We sin all the time. What amazes me is not that people resort to contraception or even so much that they find reasons to rationalize it. What amazes me is that people will not allow of even the possibility that it really is sinful to do it. Most of us will admit our lack of charity in not giving more than we do, but we are adamant in not admitting to doing anything wrong when we use contraceptives.

Is it so difficult to be penitent in that one thing? If so, then quite possibly we might need to ask ourselves whether we are impenitent in others of the array of things for which we should be…those seven times/day.

Oh, but true penitence requires at least some level of acknowledgment, and it does call for at least a weak resolve to amend.

Perhaps I shouldn’t say this, but I will. Many years ago when I was in my callow youth I had a fairly major “girl problem”. A young man who knows his way around at all could then (and can now) how shall I say it, get a lot out of young women, especially if he has prospects in life and seems to some women to be prime marriage material. It was hard, very hard, not to take advantage of it. It’s probably even harder now, in the “hookup society” in which we live.

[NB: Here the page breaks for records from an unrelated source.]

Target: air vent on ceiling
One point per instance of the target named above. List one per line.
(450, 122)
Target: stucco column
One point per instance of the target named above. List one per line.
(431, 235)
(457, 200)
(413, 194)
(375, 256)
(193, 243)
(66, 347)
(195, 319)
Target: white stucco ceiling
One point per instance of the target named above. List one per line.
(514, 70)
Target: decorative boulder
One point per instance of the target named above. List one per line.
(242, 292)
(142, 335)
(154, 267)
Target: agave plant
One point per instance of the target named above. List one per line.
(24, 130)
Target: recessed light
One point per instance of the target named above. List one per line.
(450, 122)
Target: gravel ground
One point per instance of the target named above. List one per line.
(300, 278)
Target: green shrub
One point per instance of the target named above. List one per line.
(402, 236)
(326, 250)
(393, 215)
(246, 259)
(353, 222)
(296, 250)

I told a priest in confession that I just couldn’t resist. He told me that at very least I could “retrain” myself gradually by letting it go at least one time out of ten, then perhaps seven, then perhaps five…assuming I really had as little resistance as I thought I did. And so on. “Tell yourself…‘I’ll treat this one as God’s favorite daughter this one time’ even if you can’t sustain it with the next one.” It actually did work. I think it was St. Thomas Aquinas who asserted that most of the good and bad things we do are actually matters of habits we have formed.

I think it was Mark Twain who said that nobody can successfully throw a bad habit out of the upstairs window; one has to walk it downstairs one step at a time.

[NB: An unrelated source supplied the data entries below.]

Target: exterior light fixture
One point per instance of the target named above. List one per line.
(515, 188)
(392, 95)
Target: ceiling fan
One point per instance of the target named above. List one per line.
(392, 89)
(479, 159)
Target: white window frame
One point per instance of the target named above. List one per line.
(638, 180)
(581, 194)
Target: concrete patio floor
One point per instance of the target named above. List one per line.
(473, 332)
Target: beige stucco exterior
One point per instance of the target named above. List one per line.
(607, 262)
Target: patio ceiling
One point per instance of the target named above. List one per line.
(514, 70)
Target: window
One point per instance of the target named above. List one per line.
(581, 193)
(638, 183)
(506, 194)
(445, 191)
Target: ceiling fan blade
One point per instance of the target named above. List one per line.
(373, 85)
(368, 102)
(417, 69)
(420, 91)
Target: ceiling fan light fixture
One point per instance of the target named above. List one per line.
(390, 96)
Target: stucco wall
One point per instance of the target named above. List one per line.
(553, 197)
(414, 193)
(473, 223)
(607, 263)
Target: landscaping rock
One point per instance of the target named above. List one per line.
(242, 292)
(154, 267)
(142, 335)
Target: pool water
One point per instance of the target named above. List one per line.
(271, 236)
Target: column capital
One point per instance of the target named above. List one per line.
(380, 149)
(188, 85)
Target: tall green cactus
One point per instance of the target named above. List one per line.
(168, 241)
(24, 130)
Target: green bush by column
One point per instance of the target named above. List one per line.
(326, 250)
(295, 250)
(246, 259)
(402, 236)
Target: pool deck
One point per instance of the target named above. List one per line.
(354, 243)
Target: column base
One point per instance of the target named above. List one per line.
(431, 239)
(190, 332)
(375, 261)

And so, one who finds himself unable to say “I’m done with contraceptives” and mean it, can at least resolve to investigate NFP; to really study it, to talk it over with one’s spouse, and so on.

The risk is what? Possibly (but not probably) having a child “out of plan”? Would that truly be a life wrecker? After all, we’re all dead in the long run anyway; the ultimate earthly plan wrecker.

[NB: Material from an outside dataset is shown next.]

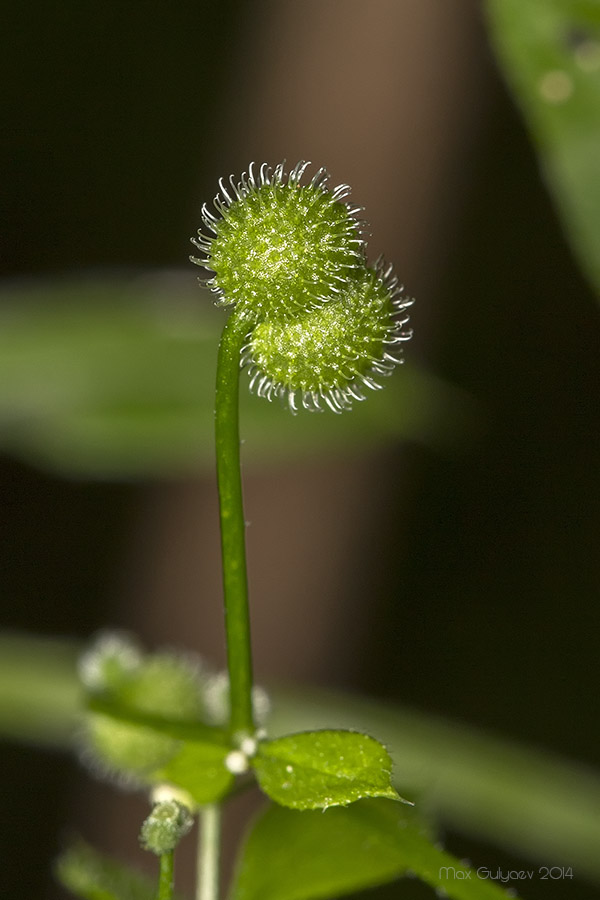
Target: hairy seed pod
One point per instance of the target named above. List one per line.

Most of us, I think, have read “Macbeth”. What did we take from it? At the very end, you know, Macbeth was offered mercy, but at the cost of penitence. Macduff told him (as I best remember, and it could be faulty) he had to admit to his deeds. He had to give up his gain from his deeds. He had to undergo penitential acts.

Macbeth’s response was “…then lay on Macduff, and damned be him who first cries ‘hold, enough’”. And so, Macbeth perished. Shakespeare was no fool, and that’s why we still read him. He knew what we ought to be, and what we actually are.
 
In the interview Cardinal Kasper says: “There is a kind of practical schism. Very committed Christian couples to the Church, for example, do not live the teachings of the encyclical Humanae Vitae about contraception. It is a problem to think about.”

Certainly it’s a problem to think about. It is not a problem that could or should lead to a change in doctrine. Just as the fact that great numbers of people practice fornication or cohabitation dismissively of doctrine does not mean that there must be a change in doctrine. There must be a change in the human heart. It is called conversion of life–metanoia.